Впервые на русском — новейший роман классика американского постмодернизма, автора, стоявшего, наряду с К. Воннегутом, Дж. Хеллером и Т. Пинчоном, у истоков традиции «черного юмора». «Всяко третье размышленье» (заглавие книги отсылает к словам кудесника Просперо в финале шекспировской «Бури») начинается с торнадо, разорившего благополучный мэрилендский поселок Бухта Цапель в 77-ю годовщину Биржевого краха 1929 года. И, словно повинуясь зову стихии, писатель Джордж Ньюитт и поэтесса Аманда Тодд, профессора литературы, отправляются в путешествие из американского Стратфорда в Стратфорд английский, что на Эйвоне, где на ступеньках дома-музея Шекспира с Джорджем случается не столь масштабная, но все же катастрофа — в его 77-й день рождения.
Джон Барт (род. 1930 г.) — современный американский прозаик, лидер направления, получившего в критике название школы «черного юмора», один из самых известных представителей постмодернизма на Западе. Книги Барта отличаются необычным построением сюжета, стилистической виртуозностью, философской глубиной, иронией и пронзительной откровенностью.
В книге рассказывается история главного героя, который сталкивается с различными проблемами и препятствиями на протяжении всего своего путешествия. По пути он встречает множество второстепенных персонажей, которые играют важные роли в истории. Благодаря опыту главного героя книга исследует такие темы, как любовь, потеря, надежда и стойкость. По мере того, как главный герой преодолевает свои трудности, он усваивает ценные уроки жизни и растет как личность.

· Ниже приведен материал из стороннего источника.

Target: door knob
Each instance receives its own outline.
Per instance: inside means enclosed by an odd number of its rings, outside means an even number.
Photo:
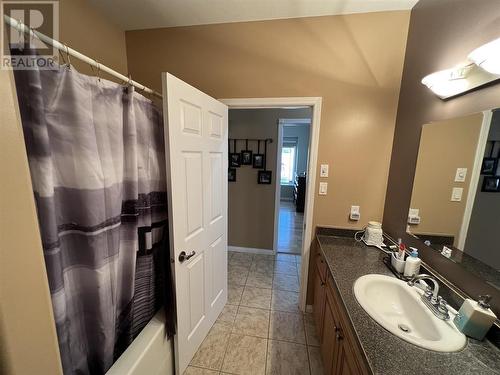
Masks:
[[[185,251],[181,251],[179,254],[179,262],[184,262],[185,260],[188,260],[189,258],[192,258],[196,255],[196,251],[191,251],[189,254],[186,254]]]

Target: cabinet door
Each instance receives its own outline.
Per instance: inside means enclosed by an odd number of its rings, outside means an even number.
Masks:
[[[352,351],[351,343],[343,336],[342,329],[336,336],[338,351],[336,358],[335,375],[359,375],[361,371],[357,367],[356,357]]]
[[[334,318],[334,309],[326,294],[325,312],[323,319],[323,334],[321,337],[321,356],[323,357],[323,366],[325,375],[334,374],[336,370],[336,351],[337,351],[337,325]]]
[[[314,274],[313,314],[314,314],[314,323],[316,325],[316,332],[318,333],[318,337],[321,338],[321,334],[323,331],[323,315],[325,311],[326,287],[324,281],[321,280],[321,275],[316,267],[315,271],[316,272]]]

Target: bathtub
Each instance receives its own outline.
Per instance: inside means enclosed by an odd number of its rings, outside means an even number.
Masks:
[[[166,337],[161,309],[106,375],[174,375],[173,364],[173,341]]]

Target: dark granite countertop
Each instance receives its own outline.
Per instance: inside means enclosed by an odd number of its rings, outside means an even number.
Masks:
[[[353,238],[317,236],[356,335],[374,374],[500,374],[500,350],[489,341],[467,339],[464,349],[439,353],[419,348],[386,331],[359,305],[353,285],[360,276],[393,276],[384,253]],[[394,277],[394,276],[393,276]]]

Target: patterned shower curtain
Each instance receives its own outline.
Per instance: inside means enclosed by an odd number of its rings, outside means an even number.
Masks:
[[[162,115],[73,67],[16,85],[64,373],[103,374],[171,285]]]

В книге рассказывается история главного героя, который сталкивается с различными проблемами и препятствиями на протяжении всего своего путешествия. По пути он встречает множество второстепенных персонажей, которые играют важные роли в истории. Благодаря опыту главного героя книга исследует такие темы, как любовь, потеря, надежда и стойкость. По мере того, как главный герой преодолевает свои трудности, он усваивает ценные уроки жизни и растет как личность.

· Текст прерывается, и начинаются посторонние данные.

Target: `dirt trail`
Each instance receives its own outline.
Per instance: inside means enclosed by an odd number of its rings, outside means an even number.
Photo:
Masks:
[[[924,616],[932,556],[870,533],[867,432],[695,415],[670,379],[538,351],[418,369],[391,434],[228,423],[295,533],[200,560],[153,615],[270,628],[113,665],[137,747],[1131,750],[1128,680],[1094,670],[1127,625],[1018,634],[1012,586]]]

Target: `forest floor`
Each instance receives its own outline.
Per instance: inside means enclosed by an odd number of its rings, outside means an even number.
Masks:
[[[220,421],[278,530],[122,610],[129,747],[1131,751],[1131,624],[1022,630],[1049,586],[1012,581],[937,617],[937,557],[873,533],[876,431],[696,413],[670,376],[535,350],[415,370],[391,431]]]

В книге рассказывается история главного героя, который сталкивается с различными проблемами и препятствиями на протяжении всего своего путешествия. По пути он встречает множество второстепенных персонажей, которые играют важные роли в истории. Благодаря опыту главного героя книга исследует такие темы, как любовь, потеря, надежда и стойкость. По мере того, как главный герой преодолевает свои трудности, он усваивает ценные уроки жизни и растет как личность.